The private school hosts children between the ages of 13 to 18 years old and offer musical and academic scholarships. In the typical style of London schools, the college is split into dormitory living areas known as houses, which hold up to 80 students.
There are several adult and junior teams in the village. Lancing F.C. is based at the Culver Road ground while Lancing United play at Monks Recreation Ground (Crabtree Lane) and at Croshaw Recreation Ground (Boundstone Lane), where they have a newly-built club house.
The Sussex County Football Association headquarters is based at Culver Road in the Village and they have recently installed a state of the art 3G artificial pitch.
Also located in the Village is Brighton and Hove Albion's prestigious Academy and training complex, which cost in excess of £15m to complete. The complex has a number of outdoor full-size grass and artificial pitches, some of which are lit plus indoor facilities, which include undercover training areas, state of the art medical and recovery centres. As part of the planning agreement a number of local football teams use the 3G floodlight pitch for training.
Lancing Manor Cricket Club play at the cricket ground which is situated north of the junction of the A27 and Grinstead Lane.
Lancing has a 3km shoreline and boasts a variety of water sports and activities. The beaches are zoned and offer dedicated areas for swimming, sailing, windsurfing, kitesurfing and stand-up paddleboarding (SUP). A beach patrol operates throughout the summer months along Lancing's entire coastline.
Lancing has a long established sailing club and has one of the largest kitesurfing clubs in Britain. Lancing is considered to be a leading water sports centre in the UK and in 2015 hosted one of the three British Kitesurfing Championship events.

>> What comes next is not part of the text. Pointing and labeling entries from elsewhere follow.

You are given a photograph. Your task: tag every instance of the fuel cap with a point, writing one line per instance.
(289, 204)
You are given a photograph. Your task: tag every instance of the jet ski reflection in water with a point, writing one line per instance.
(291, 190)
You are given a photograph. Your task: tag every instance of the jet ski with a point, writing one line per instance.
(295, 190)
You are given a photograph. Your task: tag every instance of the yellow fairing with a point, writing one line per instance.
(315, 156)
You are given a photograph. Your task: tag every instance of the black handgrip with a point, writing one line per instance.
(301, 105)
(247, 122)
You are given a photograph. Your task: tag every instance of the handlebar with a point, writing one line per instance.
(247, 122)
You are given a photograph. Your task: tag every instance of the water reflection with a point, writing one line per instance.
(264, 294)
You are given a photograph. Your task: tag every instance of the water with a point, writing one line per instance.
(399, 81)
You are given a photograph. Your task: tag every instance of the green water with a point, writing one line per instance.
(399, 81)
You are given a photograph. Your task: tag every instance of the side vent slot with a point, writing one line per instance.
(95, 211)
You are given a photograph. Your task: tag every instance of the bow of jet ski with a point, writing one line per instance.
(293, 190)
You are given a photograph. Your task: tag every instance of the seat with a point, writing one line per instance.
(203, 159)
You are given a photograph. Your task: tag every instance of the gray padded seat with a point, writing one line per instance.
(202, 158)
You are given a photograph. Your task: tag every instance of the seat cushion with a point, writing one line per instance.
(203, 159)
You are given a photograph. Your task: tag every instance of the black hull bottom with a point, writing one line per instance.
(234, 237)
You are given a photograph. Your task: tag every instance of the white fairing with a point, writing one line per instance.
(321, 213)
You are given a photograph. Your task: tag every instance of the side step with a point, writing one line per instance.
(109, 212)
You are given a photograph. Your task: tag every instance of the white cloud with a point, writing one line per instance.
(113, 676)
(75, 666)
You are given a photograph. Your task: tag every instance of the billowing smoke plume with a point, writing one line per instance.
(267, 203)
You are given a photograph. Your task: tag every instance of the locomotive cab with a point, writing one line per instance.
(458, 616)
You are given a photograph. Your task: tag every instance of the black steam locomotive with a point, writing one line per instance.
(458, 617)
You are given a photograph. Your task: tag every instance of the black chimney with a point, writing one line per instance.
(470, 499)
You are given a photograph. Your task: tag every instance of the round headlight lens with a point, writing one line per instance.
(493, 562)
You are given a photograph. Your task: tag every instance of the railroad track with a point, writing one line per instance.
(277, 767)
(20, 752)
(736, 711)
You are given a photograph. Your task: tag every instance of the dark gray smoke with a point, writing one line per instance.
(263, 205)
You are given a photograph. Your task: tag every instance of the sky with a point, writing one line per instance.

Lancing was visited by Oscar Wilde in the 1890s when he stayed at nearby Worthing. The working title for his masterpiece The Importance of Being Earnest was Lady Lancing. Wilde's friend and lover, the poet Lord Alfred Douglas lived in nearby Brighton and died while staying at Monk's Farmhouse in Lancing. Lancing was also visited by another poet, Algernon Charles Swinburne, who stayed at The Terrace in the 1880s.
The writer Ted Walker was born in Lancing in 1934 and grew up at 186, Brighton Road, by the Widewater. His autobiographical work, The High Path takes its name from the footpath that ran between Brighton Road and the Widewater, and which was formerly a public right of way.
As a child, heavyweight boxer Sir Henry Cooper was evacuated from London to Lancing, along with identical twin brother George.